Luther und das Erzgebirge - eine Schau

Christian Gabler und seine Helfer haben eine neue Ausstellung in der Deutscheinsiedler Kirche fertig gestellt. Sie beschäftigt sich mit Martin Luther.

Deutscheinsiedel.

Martin Luther hat mit der Veröffentlichung seiner 95 Thesen sozial und religiös viel bewegt, auch im Erzgebirge. Das betonte Pfarrer Michael Harzer bei einem Besuch der neuen Sonderausstellung in der Deutscheinsiedler Kirche. "Es gibt viele Verbindungen hierher, wie die Schau beweist", so der Fachmann.

Die Ausstellung besteht aus drei Teilen. Im ersten geht es um das Leben und Wirken Luthers im Allgemeinen. Der zweite Teil beschäftigt sich mit Personen, die ihn umgaben. Zudem beschreibt die Ausstellung die Auswirkungen Martin Luthers Handeln auf das Erzgebirge.
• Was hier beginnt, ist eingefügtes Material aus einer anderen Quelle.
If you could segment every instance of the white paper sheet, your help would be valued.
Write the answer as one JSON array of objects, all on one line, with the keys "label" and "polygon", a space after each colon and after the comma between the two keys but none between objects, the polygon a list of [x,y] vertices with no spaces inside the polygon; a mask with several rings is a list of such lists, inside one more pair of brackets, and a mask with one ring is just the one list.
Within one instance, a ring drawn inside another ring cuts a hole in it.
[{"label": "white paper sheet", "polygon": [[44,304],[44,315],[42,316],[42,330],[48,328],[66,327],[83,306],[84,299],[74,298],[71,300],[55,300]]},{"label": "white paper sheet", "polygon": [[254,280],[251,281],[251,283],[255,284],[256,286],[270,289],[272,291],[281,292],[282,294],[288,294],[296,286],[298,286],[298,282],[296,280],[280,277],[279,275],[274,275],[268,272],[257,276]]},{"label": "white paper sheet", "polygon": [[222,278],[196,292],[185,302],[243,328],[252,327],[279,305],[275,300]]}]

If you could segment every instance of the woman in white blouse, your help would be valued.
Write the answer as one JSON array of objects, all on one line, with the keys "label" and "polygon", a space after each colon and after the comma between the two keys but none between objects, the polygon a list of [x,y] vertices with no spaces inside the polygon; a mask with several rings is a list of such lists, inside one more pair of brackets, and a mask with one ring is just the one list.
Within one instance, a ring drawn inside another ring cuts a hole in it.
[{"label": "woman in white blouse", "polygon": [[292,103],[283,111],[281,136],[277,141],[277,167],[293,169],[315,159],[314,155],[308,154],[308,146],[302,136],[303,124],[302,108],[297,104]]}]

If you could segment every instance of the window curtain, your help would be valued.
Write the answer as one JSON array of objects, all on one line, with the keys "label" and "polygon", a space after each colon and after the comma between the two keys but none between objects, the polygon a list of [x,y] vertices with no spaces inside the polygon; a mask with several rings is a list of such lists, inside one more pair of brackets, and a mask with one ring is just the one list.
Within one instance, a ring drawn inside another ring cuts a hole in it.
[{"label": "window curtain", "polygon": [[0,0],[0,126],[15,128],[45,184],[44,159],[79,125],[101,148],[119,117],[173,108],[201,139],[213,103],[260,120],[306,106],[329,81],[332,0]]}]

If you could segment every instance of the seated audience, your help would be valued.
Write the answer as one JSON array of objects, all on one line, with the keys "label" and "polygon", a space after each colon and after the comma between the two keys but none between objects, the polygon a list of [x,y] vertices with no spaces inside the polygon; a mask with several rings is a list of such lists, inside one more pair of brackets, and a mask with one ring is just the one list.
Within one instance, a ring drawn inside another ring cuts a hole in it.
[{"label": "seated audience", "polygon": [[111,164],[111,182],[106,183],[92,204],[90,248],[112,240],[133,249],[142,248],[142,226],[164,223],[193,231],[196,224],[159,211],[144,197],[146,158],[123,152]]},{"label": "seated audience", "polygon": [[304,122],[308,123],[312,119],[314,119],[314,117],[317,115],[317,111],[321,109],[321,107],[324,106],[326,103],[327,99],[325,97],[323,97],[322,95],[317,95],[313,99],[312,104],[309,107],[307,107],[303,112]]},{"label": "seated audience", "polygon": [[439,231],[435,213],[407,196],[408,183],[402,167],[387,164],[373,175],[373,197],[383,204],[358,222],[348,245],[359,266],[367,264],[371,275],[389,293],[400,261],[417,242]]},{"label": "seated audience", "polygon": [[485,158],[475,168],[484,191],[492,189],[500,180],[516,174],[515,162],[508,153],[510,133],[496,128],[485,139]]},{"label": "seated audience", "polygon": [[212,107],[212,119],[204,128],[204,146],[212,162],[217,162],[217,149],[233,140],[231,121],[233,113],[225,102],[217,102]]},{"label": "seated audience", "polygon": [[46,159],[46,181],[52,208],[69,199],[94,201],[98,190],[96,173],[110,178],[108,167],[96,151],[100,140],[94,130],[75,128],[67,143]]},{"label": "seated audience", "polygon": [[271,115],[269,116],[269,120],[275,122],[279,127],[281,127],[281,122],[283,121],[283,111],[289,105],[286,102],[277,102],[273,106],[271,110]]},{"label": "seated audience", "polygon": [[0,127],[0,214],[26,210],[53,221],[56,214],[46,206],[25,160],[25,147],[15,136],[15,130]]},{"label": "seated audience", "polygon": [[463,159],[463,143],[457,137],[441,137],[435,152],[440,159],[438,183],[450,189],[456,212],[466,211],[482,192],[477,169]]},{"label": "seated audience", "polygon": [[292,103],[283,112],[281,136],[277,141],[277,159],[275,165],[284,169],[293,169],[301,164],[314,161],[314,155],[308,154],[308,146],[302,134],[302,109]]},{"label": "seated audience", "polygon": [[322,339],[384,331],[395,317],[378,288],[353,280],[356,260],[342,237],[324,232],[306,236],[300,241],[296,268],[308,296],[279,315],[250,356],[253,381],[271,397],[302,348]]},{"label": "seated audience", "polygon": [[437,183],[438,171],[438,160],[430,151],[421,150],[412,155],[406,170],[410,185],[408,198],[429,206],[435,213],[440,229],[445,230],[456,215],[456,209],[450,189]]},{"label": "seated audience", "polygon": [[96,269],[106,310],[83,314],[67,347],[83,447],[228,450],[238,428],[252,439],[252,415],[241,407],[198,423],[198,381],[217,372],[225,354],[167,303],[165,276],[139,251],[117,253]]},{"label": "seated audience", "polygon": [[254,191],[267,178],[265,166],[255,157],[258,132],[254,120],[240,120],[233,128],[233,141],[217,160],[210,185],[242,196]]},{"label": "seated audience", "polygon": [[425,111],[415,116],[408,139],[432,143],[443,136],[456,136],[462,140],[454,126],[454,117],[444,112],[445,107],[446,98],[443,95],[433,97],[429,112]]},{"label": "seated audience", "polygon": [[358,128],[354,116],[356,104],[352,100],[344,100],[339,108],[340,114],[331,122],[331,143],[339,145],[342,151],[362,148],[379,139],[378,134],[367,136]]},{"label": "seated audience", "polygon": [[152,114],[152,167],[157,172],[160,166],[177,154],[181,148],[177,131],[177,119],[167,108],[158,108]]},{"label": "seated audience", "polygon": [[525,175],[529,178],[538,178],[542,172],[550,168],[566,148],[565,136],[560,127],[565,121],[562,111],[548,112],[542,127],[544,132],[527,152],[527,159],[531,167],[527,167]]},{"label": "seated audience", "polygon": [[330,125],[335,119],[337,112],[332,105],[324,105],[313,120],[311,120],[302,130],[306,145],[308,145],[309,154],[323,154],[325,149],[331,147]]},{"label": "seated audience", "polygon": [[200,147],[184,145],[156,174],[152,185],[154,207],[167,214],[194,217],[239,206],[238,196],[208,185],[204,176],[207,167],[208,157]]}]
Inhaltlich hat sie Christian Gabler aufbereitet. Der 67-Jährige schrieb Kirchgemeinden an und bat um Chronikauszüge. Diese hat er ausgewertet, aufgearbeitet und mit Bildmaterial angereichert. Da Luther auch bis nach Böhmen hinein gewirkt hat, setzte er sich mit dem Archiv in Most/Brüx sowie mit dem Bund der Vertriebenen in Verbindung. Entstanden sind mehrere Informationstafeln, die Cordula Zimmermann gestaltete.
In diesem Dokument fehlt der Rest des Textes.